Rochester, MN UCC - “The Spirit Gave Them Ability” - Acts 2:1-21
This Sunday four people, Dick and Carol Eick, Sandy Gould, and Nancy Richardson, are becoming members of our church, The Congregational Church United Church of Christ. These are four remarkable people, with diverse histories and backgrounds, who have been called by God to serve as part of our congregation. They will each bring their unique gifts to our common life, helping us to grow in our faith and ministry. This Sunday will be a momentous occasion in their lives, but it is also a momentous occasion in the life of our congregation. For we too will be changed by their joining. We will learn from them, we will be called to serve them, and to be served by them. We will rejoice in their rejoicing, and mourn with them in their sorrows. This Sunday they join a new congregation and we begin our life as a congregation made new by their joining.

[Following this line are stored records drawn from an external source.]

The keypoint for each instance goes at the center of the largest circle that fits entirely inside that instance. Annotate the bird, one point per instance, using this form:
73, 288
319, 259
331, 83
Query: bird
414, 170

Fittingly, this Sunday is also the feast of Pentecost. It is the celebration of the outpouring of the Holy Spirit upon the Apostles following Christ’s ascension. It was at this moment that the church was born- men and women were empowered to testify to the truth of Jesus Christ, they were enabled to understand one another across differences of background, culture, and language, and they were bound together in mutual love and service- all through the power of the Holy Spirit. This work of the Holy Spirit in binding together people of all ages, tongues, and races, to form the Church of Jesus Christ was not a one-time thing. It has carried on throughout the millennia, and we may anticipate its presence this very Sunday as we welcome these new members into the life of our congregation. We trust in this continuing work of the Holy Spirit, and we pray that we will find evidence of Her working in our hearts as we come to know and love these new members of our church, as we share with them in the costs and joys of discipleship, and as we find ourselves united with them and one another in the work of sharing Christ’s love with the world. May it be so! Amen.